By Euro Weekly News Media • 16 September 2013 • 11:01
LONDON (Reuters) – Britain’s top shares rallied on Monday after Lawrence Summers quit the race to become the next head of the U.S. Federal Reserve, boosting expectations of a more measured approach to stimulus withdrawal.
Janet Yellen, now the perceived front-runner, is regarded as being more supportive than Summers of the equity-friendly monetary stimulus at the Fed, which meets this week to discuss the future direction of policy with many expecting some form of winding down to begin.
“This news shouldn’t change the expectations or likely impact of this week’s FOMC decision, as the markets’ main concern for this event will remain quantitative easing tapering guidance and changes in the dovish tone of the Fed’s statement,” Adam Seagrave, a trader at Saxo Bank, said.
Britain’s top share index rose 39.41 points or 0.6 percent by 6,623.21, by 0725 GMT, with the index trading close to its all time high of 6,950.60.
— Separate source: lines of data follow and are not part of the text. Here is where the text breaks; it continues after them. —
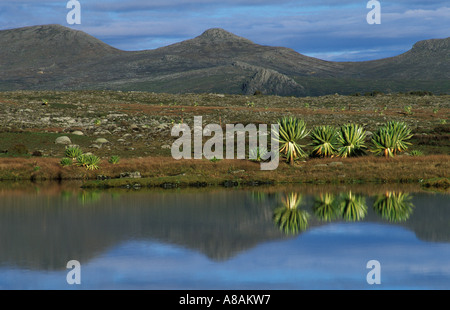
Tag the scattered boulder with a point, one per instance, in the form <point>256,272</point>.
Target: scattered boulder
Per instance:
<point>131,175</point>
<point>63,140</point>
<point>101,141</point>
<point>336,163</point>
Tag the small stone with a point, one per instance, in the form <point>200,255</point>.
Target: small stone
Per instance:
<point>63,140</point>
<point>101,141</point>
<point>131,175</point>
<point>336,163</point>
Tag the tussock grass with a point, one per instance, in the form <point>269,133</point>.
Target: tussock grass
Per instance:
<point>159,170</point>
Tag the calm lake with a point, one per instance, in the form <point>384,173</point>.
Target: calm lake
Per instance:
<point>289,238</point>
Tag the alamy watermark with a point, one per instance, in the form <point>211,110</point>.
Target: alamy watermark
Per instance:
<point>374,275</point>
<point>214,147</point>
<point>74,15</point>
<point>74,275</point>
<point>374,16</point>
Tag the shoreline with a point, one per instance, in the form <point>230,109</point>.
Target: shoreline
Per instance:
<point>166,172</point>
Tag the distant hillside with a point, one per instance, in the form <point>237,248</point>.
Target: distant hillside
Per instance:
<point>59,58</point>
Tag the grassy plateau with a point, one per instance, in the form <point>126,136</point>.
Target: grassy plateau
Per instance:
<point>130,132</point>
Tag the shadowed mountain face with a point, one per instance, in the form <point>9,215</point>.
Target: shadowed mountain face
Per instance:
<point>58,58</point>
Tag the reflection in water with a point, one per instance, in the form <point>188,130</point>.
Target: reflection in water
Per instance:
<point>325,207</point>
<point>352,206</point>
<point>395,207</point>
<point>43,229</point>
<point>89,197</point>
<point>289,217</point>
<point>348,206</point>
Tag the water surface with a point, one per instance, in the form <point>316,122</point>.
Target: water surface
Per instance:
<point>297,237</point>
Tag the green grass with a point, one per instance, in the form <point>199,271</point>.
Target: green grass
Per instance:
<point>38,141</point>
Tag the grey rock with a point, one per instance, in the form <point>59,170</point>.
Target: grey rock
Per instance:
<point>63,140</point>
<point>131,175</point>
<point>101,141</point>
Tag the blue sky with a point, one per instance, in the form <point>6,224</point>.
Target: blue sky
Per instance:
<point>330,30</point>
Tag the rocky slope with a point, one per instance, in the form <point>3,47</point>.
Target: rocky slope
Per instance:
<point>59,58</point>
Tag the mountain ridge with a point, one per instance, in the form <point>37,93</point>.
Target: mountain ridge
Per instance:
<point>55,57</point>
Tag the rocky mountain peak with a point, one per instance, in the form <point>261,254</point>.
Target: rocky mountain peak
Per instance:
<point>220,35</point>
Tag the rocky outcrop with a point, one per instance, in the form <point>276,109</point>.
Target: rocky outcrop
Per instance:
<point>269,81</point>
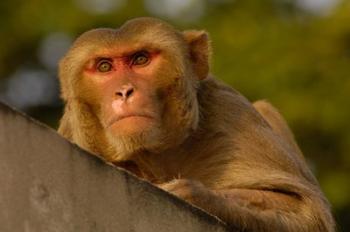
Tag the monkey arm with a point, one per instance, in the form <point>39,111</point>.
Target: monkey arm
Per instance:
<point>254,209</point>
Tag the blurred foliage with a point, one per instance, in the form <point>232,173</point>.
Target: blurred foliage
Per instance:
<point>297,59</point>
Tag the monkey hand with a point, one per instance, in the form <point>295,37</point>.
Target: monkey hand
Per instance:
<point>189,190</point>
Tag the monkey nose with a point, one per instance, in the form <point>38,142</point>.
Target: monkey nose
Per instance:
<point>125,92</point>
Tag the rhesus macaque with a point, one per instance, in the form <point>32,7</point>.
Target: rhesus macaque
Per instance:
<point>141,97</point>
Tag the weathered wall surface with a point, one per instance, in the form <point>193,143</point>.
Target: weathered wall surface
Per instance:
<point>47,184</point>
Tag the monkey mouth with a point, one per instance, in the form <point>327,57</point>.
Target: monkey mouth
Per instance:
<point>121,117</point>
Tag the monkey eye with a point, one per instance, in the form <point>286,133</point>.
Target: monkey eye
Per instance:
<point>104,66</point>
<point>140,58</point>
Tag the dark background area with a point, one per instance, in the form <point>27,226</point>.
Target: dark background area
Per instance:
<point>295,53</point>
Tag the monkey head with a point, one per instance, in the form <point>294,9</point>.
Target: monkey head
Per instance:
<point>133,89</point>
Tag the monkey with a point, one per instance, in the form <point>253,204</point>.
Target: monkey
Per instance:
<point>142,97</point>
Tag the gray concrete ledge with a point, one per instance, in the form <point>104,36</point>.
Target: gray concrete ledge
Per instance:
<point>48,184</point>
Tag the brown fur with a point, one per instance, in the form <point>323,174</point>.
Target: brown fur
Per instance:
<point>214,149</point>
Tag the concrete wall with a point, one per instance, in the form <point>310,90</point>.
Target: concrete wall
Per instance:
<point>48,184</point>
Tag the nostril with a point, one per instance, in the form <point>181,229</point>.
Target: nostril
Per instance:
<point>125,92</point>
<point>129,92</point>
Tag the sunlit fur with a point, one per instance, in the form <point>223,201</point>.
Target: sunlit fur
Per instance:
<point>212,147</point>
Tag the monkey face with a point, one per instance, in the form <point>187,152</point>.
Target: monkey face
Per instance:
<point>139,81</point>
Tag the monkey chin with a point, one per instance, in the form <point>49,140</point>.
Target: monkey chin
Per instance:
<point>132,135</point>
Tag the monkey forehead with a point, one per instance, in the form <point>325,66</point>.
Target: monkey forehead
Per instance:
<point>145,31</point>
Many investors attribute its strength to the easy monetary policies across the globe, which has kept returns on bonds and cash at record low level and boosted the appeal of equities, leaving the Fed at risk of disappointing investors.
“A tapering larger than $15 billion, leaving $70 billion per month of quantitative easing, would be a negative for the equity market,” Gerard Lane, strategist at Shore Capital, said
“How the FOMC respond to the 100 basis point rise in mortgage rates since tapering talk emerged and the subsequent slowing of the U.S. housing market will be studied for clues about future steps of policy,” he said.
Miners contributed 13 points to the index’s gains with appetite for risk further whetted on signs of progress in Syria.
Financials including banks added 10 points to the FTSE 100, with Barclays the top individual gainer by weighting after Nomura double-upgraded the stock to “buy” from “reduce” citing its exposure to recent signs of improvement in the macro economy.
“More than 75 percent of (Barclays’) operations are geared to macro improvements, offsetting structural issues. With growth in the developed world likely to continue well into the start of next year, stocks geared to capital markets should see macroeconomic support,” Nomura said in a note.